Home > Reviews > Live Reviews > 27/06/2011 | Cyndi Lauper – Colston Hall, Bristol

27/06/2011 | Cyndi Lauper – Colston Hall, Bristol

Lisa Ward


Touring with her album Memphis Blues, Cyndi bursts into Colston Hall filled with energy. After offering spirits to the stage (and similarly splashing a fair bit of liquid on her band) she begins by running along the stage and belting out Just Your Fool. It soon becomes clear that whilst the genre might have shifted, her attitude and charisma is very much in tact. Thrashing her arms, Cyndi is backed by a talented band but it’s her who conducts the show and as she hits every note in Shattered Dreams it becomes apparent that tonight is going to pack a punch.
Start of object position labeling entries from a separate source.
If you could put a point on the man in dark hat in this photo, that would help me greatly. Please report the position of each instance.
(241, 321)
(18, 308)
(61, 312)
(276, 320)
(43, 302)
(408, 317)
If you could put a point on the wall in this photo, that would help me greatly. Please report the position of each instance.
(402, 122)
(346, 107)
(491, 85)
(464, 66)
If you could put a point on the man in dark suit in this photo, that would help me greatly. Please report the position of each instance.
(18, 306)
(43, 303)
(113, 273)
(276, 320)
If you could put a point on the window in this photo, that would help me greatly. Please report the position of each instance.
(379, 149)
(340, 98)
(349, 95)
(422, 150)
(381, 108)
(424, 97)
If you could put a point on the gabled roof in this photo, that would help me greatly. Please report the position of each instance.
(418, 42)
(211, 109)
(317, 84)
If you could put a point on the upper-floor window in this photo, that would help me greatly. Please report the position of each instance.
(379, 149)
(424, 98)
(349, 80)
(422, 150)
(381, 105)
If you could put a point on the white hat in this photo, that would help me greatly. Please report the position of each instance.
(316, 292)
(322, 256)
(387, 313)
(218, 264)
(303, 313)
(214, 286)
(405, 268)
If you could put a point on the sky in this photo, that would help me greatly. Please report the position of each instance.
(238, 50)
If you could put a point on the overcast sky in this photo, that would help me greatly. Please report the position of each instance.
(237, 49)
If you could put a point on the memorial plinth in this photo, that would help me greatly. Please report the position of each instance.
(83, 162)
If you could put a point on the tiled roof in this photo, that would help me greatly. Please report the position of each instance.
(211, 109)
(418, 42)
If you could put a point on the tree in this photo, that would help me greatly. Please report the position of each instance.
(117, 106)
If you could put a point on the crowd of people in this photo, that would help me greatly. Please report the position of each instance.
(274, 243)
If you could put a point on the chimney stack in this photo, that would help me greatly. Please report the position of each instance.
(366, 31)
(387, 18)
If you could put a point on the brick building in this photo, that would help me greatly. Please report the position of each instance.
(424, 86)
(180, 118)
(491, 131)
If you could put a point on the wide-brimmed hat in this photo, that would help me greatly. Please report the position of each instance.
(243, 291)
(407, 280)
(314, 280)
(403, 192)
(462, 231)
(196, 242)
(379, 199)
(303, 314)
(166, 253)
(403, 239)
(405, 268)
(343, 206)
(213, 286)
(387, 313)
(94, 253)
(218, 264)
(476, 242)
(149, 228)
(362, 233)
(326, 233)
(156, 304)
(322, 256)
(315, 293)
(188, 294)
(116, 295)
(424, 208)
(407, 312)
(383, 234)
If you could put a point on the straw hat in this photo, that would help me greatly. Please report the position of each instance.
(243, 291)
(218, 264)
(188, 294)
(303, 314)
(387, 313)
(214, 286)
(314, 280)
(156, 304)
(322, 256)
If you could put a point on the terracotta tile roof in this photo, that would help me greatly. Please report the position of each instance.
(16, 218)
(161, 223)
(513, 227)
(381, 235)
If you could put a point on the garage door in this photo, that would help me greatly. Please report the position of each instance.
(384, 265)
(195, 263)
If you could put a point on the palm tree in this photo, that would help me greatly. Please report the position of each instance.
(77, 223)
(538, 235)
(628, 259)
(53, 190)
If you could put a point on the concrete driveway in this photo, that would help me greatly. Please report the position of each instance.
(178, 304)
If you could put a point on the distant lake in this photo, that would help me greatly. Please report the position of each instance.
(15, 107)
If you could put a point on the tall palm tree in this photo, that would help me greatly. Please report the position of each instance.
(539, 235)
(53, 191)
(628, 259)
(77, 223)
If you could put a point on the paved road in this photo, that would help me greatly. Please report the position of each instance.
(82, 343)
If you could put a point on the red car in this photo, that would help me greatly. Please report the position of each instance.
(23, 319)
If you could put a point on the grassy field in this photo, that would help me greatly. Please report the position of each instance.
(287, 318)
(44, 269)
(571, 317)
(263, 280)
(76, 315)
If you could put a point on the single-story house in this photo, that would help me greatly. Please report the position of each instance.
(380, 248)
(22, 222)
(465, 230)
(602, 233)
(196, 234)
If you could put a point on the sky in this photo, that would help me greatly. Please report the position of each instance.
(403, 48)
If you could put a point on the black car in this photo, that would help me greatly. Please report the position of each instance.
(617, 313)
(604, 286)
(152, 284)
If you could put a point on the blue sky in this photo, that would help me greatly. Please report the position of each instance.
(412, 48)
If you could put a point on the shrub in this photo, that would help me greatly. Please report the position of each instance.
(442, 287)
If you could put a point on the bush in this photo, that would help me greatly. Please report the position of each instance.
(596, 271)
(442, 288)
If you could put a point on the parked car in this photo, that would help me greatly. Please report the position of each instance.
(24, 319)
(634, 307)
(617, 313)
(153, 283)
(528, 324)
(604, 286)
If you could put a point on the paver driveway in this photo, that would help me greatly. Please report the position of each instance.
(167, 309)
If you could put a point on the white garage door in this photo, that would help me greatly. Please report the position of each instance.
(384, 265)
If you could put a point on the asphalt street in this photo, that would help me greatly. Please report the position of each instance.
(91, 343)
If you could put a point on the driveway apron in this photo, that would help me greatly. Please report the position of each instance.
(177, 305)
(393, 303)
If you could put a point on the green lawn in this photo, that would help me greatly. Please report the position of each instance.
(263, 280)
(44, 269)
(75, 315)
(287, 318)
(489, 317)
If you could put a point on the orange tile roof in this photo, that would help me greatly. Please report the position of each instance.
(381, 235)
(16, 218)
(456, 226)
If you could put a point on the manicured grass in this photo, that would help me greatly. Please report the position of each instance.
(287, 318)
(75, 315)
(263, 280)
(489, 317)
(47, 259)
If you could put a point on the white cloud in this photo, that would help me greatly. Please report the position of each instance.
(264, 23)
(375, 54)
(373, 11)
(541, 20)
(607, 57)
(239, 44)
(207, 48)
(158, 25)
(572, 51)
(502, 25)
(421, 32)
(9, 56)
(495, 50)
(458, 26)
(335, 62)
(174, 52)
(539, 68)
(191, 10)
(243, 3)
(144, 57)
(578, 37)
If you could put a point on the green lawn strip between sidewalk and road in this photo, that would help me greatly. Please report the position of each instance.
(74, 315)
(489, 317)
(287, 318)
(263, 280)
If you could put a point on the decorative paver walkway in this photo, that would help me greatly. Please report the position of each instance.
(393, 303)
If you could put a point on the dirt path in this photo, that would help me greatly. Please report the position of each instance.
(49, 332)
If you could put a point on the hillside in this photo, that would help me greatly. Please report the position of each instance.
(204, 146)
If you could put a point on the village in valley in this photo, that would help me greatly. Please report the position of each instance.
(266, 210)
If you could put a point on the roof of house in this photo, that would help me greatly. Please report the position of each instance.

She might be presenting another album of covers, but just as with At Last she delivers them with her own unique twist, the blues becoming upbeat and uplifting. There are some who seem relieved when the opening beats of She Bop chime out, but this too is doused with the flavour of blues, a distinctive take on an early classic. At this point Cyndi descends on the audience, spotting an empty seat amid the rows and climbing on it to complete the song, removing the divide between artist and crowd.

Cyndi talks between songs, giving insight into her world and as she does so, the evening begins to get an intimate vibe despite the size of the venue. ‘Lady that was not a good picture’ she says and laughs as a camera snaps her from the front row, before continuing with a stunning rendition of Albert King’s Don’t Bother Me. The beginning of the set is filled with Memphis Blues tracks, Don’t Cry No More, Crossroads and Early In The Morning all making an appearance, but the second half of the set is very much dedicated to the older songs.

Whether it’s the dulcimer driven All Through The Night or the up tempo The Goonies ‘R’ Good Enough the audience soon find their feet, dancing their way through the end of the show. Pre Time After Time Cyndi questions if the crowd are going to sing along but as she opens it with a verse from Sisters Of Avalon song Fearless there are a few perplexed faces amid the more ardent fans, nevertheless this soon vanishes as the distinctive beats of the cherished song ring out.

Whilst the blues songs go down a storm, it’s the more trademark classics Girls Just Want To Have Fun (during which Cyndi splits the crowd to create her backing vocals) and the timeless anthem True Colors which seem to satisfy the crowd most, many trying to defeat the ever present security who seemed intent on preventing from people dancing in the aisles. Packing every ounce of the show with passion, Cyndi belts out the notes and barely misses a beat, whilst her band have a similar vitality ensuring the tempo drives its way through the set.